バガヴァッド・ギーター
物語では、世界を壊す者である「破壊者」(destoryer)がもてはやされる。シヴァやカリ、スサノオといった破壊神と呼ばれるような神々は神話内では煙たがられてはいるものの、多くの人々の信仰を集めていた。
歴史では革命家や征服者などが、国の破壊者である。こちらも尊敬の対象となる。
人が破壊者を推すのには、破壊に意義があるからだと考えられる。それはなにか。
破壊とセットになっている再生であろう。破壊者的な存在が新しい時代を築いたのだ、と評価されているということである。
時代の停滞・行き詰まりから新しい時代への変化を迎える余地を作るためには、古い時代のものは壊さなければならない。
破壊神や革命では現代には少し大げさにも思われるので、芸術や文化の話にしよう。アバンギャルドやカウンターカルチャーといったものが登場すると、それらが披露される場所や携わる人材がそちらに割かれる。既存の価値観も打ち破り、既存のものを「古い」ものに変えてしまい、人気も下げることになる。その意味では「破壊」しているので、これらも破壊者といえる。
技術革新も一見良さげなものに思えるが、市場や社会に与える影響を考えると破壊者である。電気の登場はランプ屋を追いやった。今はAIの登場が多くの職を脅かそうとしている。
ここで話を個人に向けてみる。個人もまた、自分の過去の破壊者である。自分自身が変わる、ということが人生である。それは古い考えややり方を脱ぎ捨てることになる。
逆に言えば、新しいあり方へと一歩を踏み出すためには過去のなにかを破壊する必要があることになる。すると「破壊」という言葉に抱く負の側面、恐れ・悲しみといったものもついてくる。創造性や成長には、やめる・捨てる・あきらめるが欠かせない。
また、変化を求めることにはリスクもある。
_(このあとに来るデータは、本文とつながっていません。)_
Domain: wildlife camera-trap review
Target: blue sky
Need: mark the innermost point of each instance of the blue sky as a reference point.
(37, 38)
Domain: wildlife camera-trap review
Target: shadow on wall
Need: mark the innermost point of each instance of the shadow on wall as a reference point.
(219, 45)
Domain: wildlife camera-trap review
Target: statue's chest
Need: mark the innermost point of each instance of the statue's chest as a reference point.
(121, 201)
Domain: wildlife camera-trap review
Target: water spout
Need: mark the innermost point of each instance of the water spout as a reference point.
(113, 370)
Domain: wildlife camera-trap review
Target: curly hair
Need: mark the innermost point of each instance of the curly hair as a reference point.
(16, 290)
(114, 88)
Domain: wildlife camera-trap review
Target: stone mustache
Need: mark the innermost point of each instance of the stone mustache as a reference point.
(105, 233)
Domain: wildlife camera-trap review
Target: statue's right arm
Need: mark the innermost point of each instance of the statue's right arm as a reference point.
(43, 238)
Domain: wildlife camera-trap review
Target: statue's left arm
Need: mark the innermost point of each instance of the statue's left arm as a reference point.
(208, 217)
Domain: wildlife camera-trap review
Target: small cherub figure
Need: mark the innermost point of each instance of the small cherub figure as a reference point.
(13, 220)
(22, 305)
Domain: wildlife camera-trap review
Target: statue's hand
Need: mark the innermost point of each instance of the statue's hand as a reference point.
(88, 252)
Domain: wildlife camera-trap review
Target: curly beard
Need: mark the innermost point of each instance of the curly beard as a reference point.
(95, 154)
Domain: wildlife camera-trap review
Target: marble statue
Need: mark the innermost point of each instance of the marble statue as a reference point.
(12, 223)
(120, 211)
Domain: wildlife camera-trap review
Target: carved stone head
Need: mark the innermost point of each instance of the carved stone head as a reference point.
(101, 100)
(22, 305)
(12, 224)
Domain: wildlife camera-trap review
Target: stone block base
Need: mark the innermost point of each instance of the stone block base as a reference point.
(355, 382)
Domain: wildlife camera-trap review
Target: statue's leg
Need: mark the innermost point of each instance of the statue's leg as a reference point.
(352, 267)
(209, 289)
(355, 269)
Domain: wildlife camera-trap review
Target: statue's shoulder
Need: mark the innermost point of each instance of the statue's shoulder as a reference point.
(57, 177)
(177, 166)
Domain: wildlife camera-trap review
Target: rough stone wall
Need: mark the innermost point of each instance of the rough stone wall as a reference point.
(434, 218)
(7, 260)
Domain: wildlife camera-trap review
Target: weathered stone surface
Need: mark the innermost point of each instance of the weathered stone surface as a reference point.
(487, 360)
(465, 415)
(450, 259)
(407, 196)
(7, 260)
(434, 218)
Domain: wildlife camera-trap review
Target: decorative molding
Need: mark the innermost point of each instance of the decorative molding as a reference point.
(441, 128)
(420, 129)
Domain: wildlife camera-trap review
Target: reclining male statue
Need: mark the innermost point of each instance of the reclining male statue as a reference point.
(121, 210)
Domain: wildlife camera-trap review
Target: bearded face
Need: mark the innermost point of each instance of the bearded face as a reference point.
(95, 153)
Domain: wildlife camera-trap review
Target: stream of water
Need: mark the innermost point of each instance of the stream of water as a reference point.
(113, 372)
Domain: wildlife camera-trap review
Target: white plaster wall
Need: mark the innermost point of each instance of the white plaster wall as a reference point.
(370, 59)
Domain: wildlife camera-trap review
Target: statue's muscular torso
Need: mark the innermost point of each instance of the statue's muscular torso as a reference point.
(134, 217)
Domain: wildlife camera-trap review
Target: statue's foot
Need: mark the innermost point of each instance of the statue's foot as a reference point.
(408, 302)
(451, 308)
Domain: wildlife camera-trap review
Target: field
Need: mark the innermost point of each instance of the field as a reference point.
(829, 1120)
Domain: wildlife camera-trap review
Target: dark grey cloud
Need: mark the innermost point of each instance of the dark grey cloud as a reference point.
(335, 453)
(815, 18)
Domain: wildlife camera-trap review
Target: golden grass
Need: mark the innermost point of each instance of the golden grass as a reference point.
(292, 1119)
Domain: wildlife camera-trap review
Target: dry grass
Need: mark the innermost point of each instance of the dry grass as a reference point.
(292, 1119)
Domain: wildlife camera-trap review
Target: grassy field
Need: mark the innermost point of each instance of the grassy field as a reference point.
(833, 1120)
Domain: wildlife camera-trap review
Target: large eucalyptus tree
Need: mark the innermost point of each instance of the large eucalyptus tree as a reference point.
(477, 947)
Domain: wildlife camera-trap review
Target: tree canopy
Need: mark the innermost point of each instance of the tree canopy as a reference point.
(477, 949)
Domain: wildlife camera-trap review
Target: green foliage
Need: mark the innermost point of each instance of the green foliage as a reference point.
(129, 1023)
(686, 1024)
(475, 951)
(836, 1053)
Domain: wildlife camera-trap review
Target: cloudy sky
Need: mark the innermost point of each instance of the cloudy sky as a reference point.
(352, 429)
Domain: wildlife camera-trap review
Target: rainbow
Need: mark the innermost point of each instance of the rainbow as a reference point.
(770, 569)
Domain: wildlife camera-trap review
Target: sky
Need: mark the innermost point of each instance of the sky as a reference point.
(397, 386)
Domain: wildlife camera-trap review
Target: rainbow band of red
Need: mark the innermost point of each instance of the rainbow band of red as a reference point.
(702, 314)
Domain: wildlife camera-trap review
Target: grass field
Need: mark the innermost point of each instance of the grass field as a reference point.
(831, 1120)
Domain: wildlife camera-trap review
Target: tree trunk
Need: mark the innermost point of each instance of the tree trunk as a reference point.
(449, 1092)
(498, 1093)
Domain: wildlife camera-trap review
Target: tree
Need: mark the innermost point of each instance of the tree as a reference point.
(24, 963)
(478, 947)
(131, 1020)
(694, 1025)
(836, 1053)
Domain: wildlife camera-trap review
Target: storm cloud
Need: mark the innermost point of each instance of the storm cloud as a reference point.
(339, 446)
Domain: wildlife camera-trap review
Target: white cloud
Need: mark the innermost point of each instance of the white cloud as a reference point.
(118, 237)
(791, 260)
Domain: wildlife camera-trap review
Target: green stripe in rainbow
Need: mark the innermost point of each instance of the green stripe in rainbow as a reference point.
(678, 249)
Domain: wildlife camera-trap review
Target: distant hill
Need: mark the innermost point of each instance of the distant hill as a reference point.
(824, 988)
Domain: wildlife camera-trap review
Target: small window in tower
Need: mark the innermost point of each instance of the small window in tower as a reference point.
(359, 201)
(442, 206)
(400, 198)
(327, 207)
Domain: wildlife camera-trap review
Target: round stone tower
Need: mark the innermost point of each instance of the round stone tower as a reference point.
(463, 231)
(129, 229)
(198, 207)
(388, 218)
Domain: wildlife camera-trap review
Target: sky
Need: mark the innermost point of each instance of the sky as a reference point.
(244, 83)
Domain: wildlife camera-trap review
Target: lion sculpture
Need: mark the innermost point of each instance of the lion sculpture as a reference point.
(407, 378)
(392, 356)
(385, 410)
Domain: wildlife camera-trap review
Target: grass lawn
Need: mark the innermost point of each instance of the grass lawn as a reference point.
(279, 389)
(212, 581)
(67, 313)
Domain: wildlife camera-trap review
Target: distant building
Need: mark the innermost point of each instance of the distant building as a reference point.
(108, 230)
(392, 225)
変化が常に良い変化だとは言い切れないからだ。これまでのやりかたを続ければ、最低限それまでの秩序が保証されるのにそれを手放すのは、保証のない未来を恐れることとセットになる。
ここに保守と革新の対立が起こる。しばしばどちらかが極端になることがある。両方が極端になれば対立は激化する。
これは社会の中の二分される勢力としても言えることであるし、個人の中で起こる葛藤でも言える。
破壊の動機は「行き詰まった過去」への「忌避・拒否」といった消極的なものと、新しいものへの「希望・切望」といった積極的なものとがある。
保守になるのは未来への「恐れ」と過去への「愛着」といったものが考えられる。
個人と社会の進歩のためには恐れすぎないこと、愛着しすぎないことが大事だ。恐れすぎ、執着しすぎると、成長はない。
迷える人は、バガバッド・ギーターを読むといい。アルジュナの迷いは、踏みとどまるあらゆる人に通じるものだから。